La taxe pour copie privée telle que nous la connaissons depuis le début des années 2000 est-elle en train de vivre ses derniers mois ? La Commission d’Albis se réunit aujourd’hui pour sa rentrée, dans un contexte délicat où son mode de fonctionnement et les fondements mêmes de la taxe sont remis en cause.

C’est aujourd’hui mercredi 10 septembre que la Commission copie privée présidée par Tristan d’Albis fait sa rentrée, dans un climat des plus lourds pour elle et pour ses membres. En plus de son cahier des charges qui prévoit un débat sur la taxation des magnétoscopes virtuels (de type Wizzgo) et des téléphones multimédias, et la présentation d’une étude d’usage sur les pratiques de copie privée, la Commission devra débattre au moins de manière informelle de son propre avenir.

Le Secrétaire d’Etat à l’économique numérique Eric Besson, qui a en charge la révision du mode de fonctionnement de la Commission, a en effet communiqué au début de l’été une série de propositions sur lesquelles devront se prononcer les différentes organisations qui débattent de l’assiette et du montant de la taxe pour copie privée (renforcer la transparence, doter la commission de moyens d’études propres, faciliter l’émergence d’un consensus dans les modalités de vote, renforcer la représentativité des membres, et renforcer l’assiduité aux réunions). Ces propositions font suite aux critiques acerbes émises par François Fillon, qui a mis en cause le manque de transparence et d’objectivité de la Commission pour copie privée. Les inquiétudes liées à la croissance du marché gris favorable aux voisins européens n’est sans doute pas étrangère à ces remontrances.

La réunion de la Commission d’Albis intervient également après la décision du Conseil d’Etat d’annuler une partie de l’assiette de la taxe pour copie privée (sur les mémoires et disques durs intégrés à un baladeur ou à un appareil de salon), et de s’attaquer de façon groupée à d’autres supports taxés. La haute juridiction administrative avait jugé en effet qu’il n’était pas légal d’assoir le montant de la rémunération pour copie privée sur les pratiques de piratage, pourtant largement prises en compte, qui sont toujours illicites au regard de la loi.
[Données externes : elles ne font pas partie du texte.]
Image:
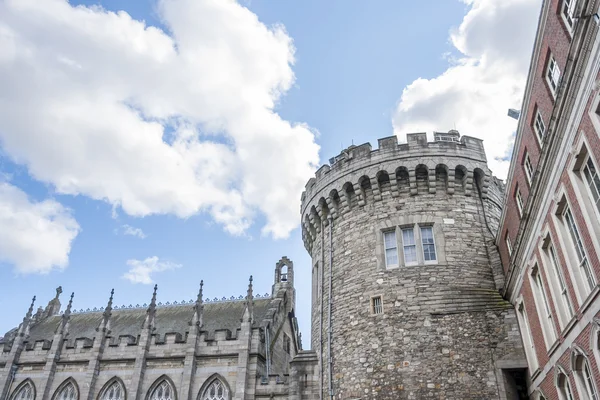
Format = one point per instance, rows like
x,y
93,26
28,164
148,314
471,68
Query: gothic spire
x,y
104,325
198,307
249,310
151,312
66,315
30,311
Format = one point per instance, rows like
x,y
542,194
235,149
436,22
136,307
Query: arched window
x,y
163,391
25,391
114,390
563,386
584,377
67,391
215,391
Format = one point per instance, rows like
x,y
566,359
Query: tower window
x,y
376,305
409,245
391,249
428,243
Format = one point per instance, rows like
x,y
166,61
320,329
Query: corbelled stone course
x,y
444,329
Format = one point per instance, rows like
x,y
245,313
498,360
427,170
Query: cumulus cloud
x,y
175,121
141,271
132,231
35,237
494,41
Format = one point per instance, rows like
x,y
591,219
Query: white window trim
x,y
387,264
561,396
528,167
556,280
542,305
565,17
527,337
519,201
416,239
428,262
539,135
508,244
551,84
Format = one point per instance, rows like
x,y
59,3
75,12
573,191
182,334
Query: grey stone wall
x,y
444,326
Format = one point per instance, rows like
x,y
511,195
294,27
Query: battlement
x,y
355,157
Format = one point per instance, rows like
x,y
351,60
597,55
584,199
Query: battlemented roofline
x,y
445,144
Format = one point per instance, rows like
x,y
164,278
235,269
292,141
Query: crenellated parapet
x,y
360,176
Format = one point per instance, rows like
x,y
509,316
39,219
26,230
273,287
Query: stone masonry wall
x,y
444,328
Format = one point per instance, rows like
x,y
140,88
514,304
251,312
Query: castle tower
x,y
411,309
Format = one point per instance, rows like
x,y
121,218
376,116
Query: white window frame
x,y
435,260
567,12
508,244
528,167
527,337
564,393
539,127
385,249
552,74
593,187
557,281
583,261
584,379
404,246
542,306
519,201
377,305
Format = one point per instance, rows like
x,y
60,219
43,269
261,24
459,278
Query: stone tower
x,y
415,311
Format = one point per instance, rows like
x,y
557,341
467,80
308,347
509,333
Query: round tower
x,y
411,308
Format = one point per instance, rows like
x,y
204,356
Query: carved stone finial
x,y
199,299
250,295
68,310
30,311
108,309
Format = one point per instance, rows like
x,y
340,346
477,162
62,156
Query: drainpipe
x,y
320,293
330,218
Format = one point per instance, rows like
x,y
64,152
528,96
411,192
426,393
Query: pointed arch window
x,y
25,391
215,391
163,391
114,391
67,392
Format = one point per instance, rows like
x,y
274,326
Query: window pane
x,y
391,256
428,243
408,237
389,239
593,181
409,245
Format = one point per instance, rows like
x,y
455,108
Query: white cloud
x,y
140,271
132,231
35,237
96,103
495,41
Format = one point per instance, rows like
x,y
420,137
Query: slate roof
x,y
174,318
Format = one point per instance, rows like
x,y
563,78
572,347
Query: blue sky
x,y
169,142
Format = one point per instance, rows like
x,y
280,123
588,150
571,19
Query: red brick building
x,y
549,238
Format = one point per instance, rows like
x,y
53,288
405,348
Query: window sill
x,y
553,348
590,299
569,326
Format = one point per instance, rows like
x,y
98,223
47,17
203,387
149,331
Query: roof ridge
x,y
167,304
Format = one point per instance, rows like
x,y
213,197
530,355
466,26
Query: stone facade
x,y
246,347
428,329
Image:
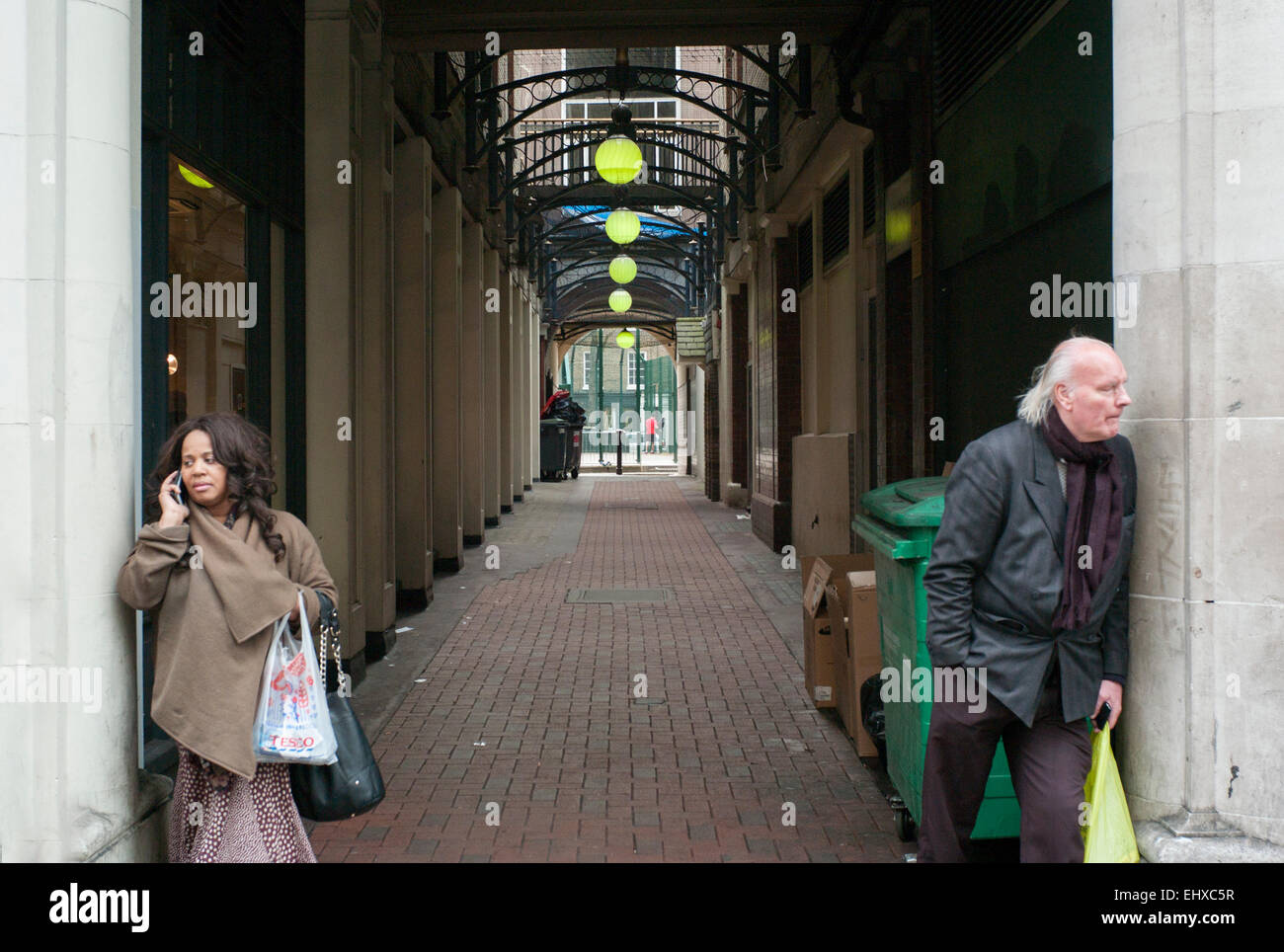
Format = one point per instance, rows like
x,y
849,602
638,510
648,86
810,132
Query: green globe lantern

La première décision d’annulation ne prendra toutefois effet que début 2009, ce qui laisse quelques mois à la Commission pour revoir ses motifs de taxation en votant un nouvelle décision qui cette fois ne prendrait plus en compte les pratiques de téléchargement condamnées par la loi. Logiquement, le fait d’exclure des pratiques de copie de l’assiette de la rémunération devrait mécaniquement en faire baisser le coût. Mais les ayants droits, obstinés et habitués à être en roue libre à la Commission, ont déjà prévenu que le montant ne changerait pas. « Les organisations [de droit d’auteur] font observer que les barèmes prévus par la décision du 20 juillet 2006 (celle qui a été annulée, ndlr) ont été adoptés après qu’elles aient accepté de faire des concessions extrêmement importantes, dans un contexte où la détermination du montant des rémunérations ne prenait pas en compte l’origine – licite ou illicite -des copies« , indiquaient les ayants droits dans un communiqué commun. « Dès lors que seule une partie des copies privées effectuées sera prise en compte, les ayants droit seront fondés à réexaminer l’importance de ces concessions, ce qui est susceptible, dans le respect de la décision du Conseil d’Etat, de préserver le niveau actuel des barèmes de rémunération« .

Sans craindre le ridicule, les maisons de disques et les studios de cinéma prétendent qu’ils ont jusqu’à présent sous-estimé le taux de compression, et donc sous-évalué le nombre de contenus qui peuvent être stockés sur un support. Elles veulent donc revoir à la hausse la variable « taux de compression » pour maintenir mécaniquement à son niveau le montant de rémunération dans la nouvelle équation.

Mais les associations de consommateurs, peu vindicatives jusqu’à présent, n’hésiteront pas à dénoncer ce tour de passe-passe s’il a lieu sous l’oeil « bienveillant » du ministère de la Culture. Le CLCV a déjà indiqué que « des tergiversations et de nouvelles décisions qui aboutiraient, par la réévaluation d’autres paramètres de calcul, à maintenir le même niveau de rémunération, ainsi que certains semblent le souhaiter, contribueraient à discréditer l’image de la Commission, et surtout l’idée même de la rémunération pour copie privée auprès du public « .

Car bien au delà du montant de la rémunération pour copie privée, ce qui est en jeu est la légitimité et l’idée même d’une taxe sur la copie privée. La Commission Européenne s’interroge depuis de longs mois sur la possibilité d’interdire aux Etats de la mettre en œuvre, et commence à soulever, doucement, le voile de la la licence globale.

La licence globale serait en effet le seul moyen légitime de continuer à taxer les pratiques de téléchargement et de P2P au nom de la copie privée… puisqu’elles seraient cette fois réputées légales.